Literature in particular needs to look to its strengths. It can’t continue to hide behind its own standards, which are currently very lazy, as well as being very low. There was a time when being an “avid reader” meant you had a brain. Now, it might mean you don’t know any better.

 

There’s a tough side to being a modern reader. Those who can read huge amounts of text per day are usually the ones who can discriminate between garbage and gems. They can take apart arguments and logic in seconds, and counter argue from a very wide knowledge base. They can do this largely because they can also delete the worthless rubbish as they read it. They can also follow the track of information as it happens, and research for themselves. That’s a new ability for the human race, and invaluable as an information handling technique. It should be respected, not abused with half witted marketing and idiotically insular, obsolete, patronizing, media content. Readers should now be considered functional human beings, not illiterate, ignorant, children, as marketing persists in considering them.

 

The new media works better with ideas than verbiage. Literature isn’t supposed to be verbiage, either. Some writers can express big and new ideas in a few words.

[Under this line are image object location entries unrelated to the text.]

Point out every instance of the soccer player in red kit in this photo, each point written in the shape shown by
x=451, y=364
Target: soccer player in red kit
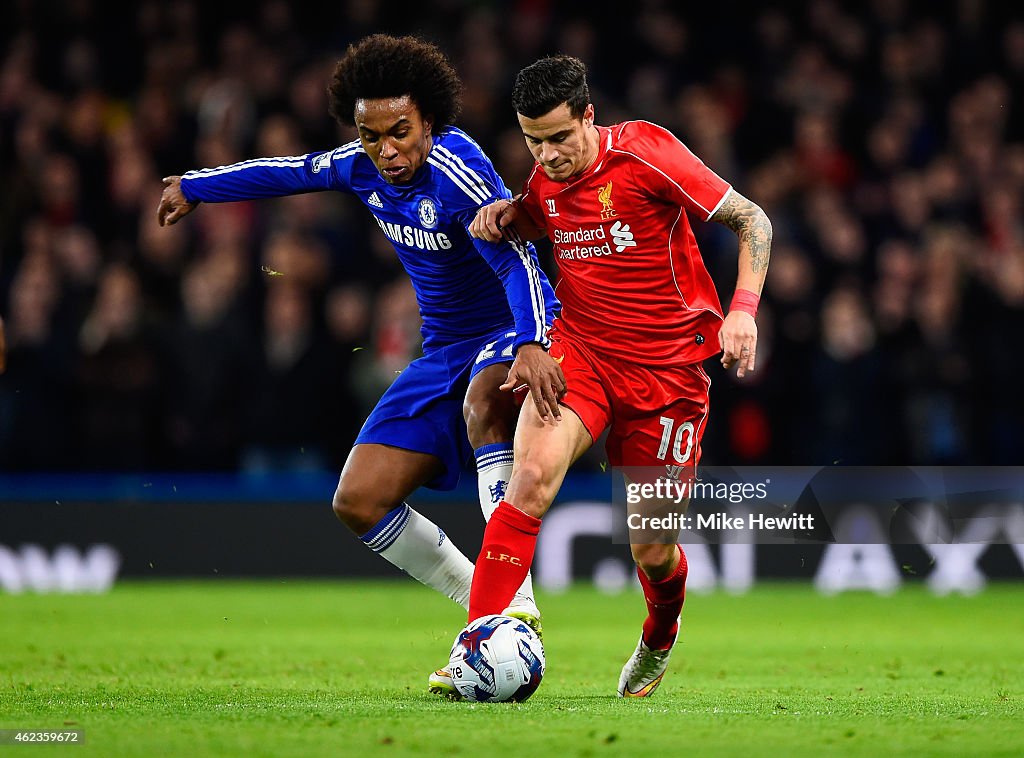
x=639, y=316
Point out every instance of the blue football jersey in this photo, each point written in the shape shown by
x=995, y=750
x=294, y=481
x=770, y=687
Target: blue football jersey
x=465, y=287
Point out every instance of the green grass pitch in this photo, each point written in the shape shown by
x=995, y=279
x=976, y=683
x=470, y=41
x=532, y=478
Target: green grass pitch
x=289, y=668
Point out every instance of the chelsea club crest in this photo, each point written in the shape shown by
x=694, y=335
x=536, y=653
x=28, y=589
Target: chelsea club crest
x=428, y=213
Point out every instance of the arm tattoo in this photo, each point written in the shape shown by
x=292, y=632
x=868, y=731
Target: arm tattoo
x=750, y=223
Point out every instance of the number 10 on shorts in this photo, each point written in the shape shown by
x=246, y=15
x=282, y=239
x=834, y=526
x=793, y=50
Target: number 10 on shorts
x=678, y=453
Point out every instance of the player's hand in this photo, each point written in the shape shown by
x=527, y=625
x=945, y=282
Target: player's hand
x=535, y=369
x=738, y=339
x=173, y=205
x=492, y=219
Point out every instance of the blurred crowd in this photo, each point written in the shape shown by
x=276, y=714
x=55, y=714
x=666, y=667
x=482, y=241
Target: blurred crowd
x=885, y=139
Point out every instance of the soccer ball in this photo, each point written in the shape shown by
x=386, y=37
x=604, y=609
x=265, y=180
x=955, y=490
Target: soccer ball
x=497, y=659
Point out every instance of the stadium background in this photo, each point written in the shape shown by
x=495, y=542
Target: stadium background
x=168, y=391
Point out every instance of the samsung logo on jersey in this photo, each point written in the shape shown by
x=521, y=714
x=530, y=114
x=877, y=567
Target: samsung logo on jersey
x=414, y=237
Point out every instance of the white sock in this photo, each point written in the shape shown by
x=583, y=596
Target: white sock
x=420, y=548
x=494, y=469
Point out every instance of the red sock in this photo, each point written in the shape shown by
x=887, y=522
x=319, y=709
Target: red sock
x=665, y=601
x=505, y=556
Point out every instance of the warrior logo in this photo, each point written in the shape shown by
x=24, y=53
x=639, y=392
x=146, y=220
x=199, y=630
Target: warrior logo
x=498, y=491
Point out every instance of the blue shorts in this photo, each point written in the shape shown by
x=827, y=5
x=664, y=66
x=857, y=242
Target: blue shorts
x=422, y=410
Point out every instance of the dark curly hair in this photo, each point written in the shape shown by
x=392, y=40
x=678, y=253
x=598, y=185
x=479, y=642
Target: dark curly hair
x=543, y=86
x=381, y=66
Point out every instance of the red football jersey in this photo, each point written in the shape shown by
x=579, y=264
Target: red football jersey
x=631, y=278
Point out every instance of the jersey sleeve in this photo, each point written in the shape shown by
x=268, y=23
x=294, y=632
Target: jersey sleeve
x=270, y=177
x=678, y=175
x=529, y=203
x=475, y=183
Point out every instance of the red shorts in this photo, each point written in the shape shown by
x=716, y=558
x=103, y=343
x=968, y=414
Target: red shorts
x=656, y=414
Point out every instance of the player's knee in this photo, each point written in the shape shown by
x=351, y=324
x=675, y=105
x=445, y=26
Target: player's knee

Others can take a book to prove beyond doubt that they wouldn’t know an original thought if it attacked them with a sledgehammer and rebuilt the whole world around them while it was at it.

 

For writers, the challenge is now much more adrenalin-soaked. Literature is the only medium which can write a thousand paintings in a few words. Literature allows thought, while other media can often prevent it, jamming the mind with a continuous flow of material. Visual media can achieve miracles, but written media can achieve whole civilizations. Media also feed on each other, so a low standard of literature is no great help to other art forms. The uninformed tend to be the undereducated. The current ineffectual state of art criticism would be the most glaring example, where any supply of stock phrases is the basis of a career. In much commercial media, the concepts are so limited that the content can barely be called mediocre.  “Insipid” would be flattery. The arts need healthy content. So does humanity.

 

“What’s worth writing” is ultimately what’s worth reading.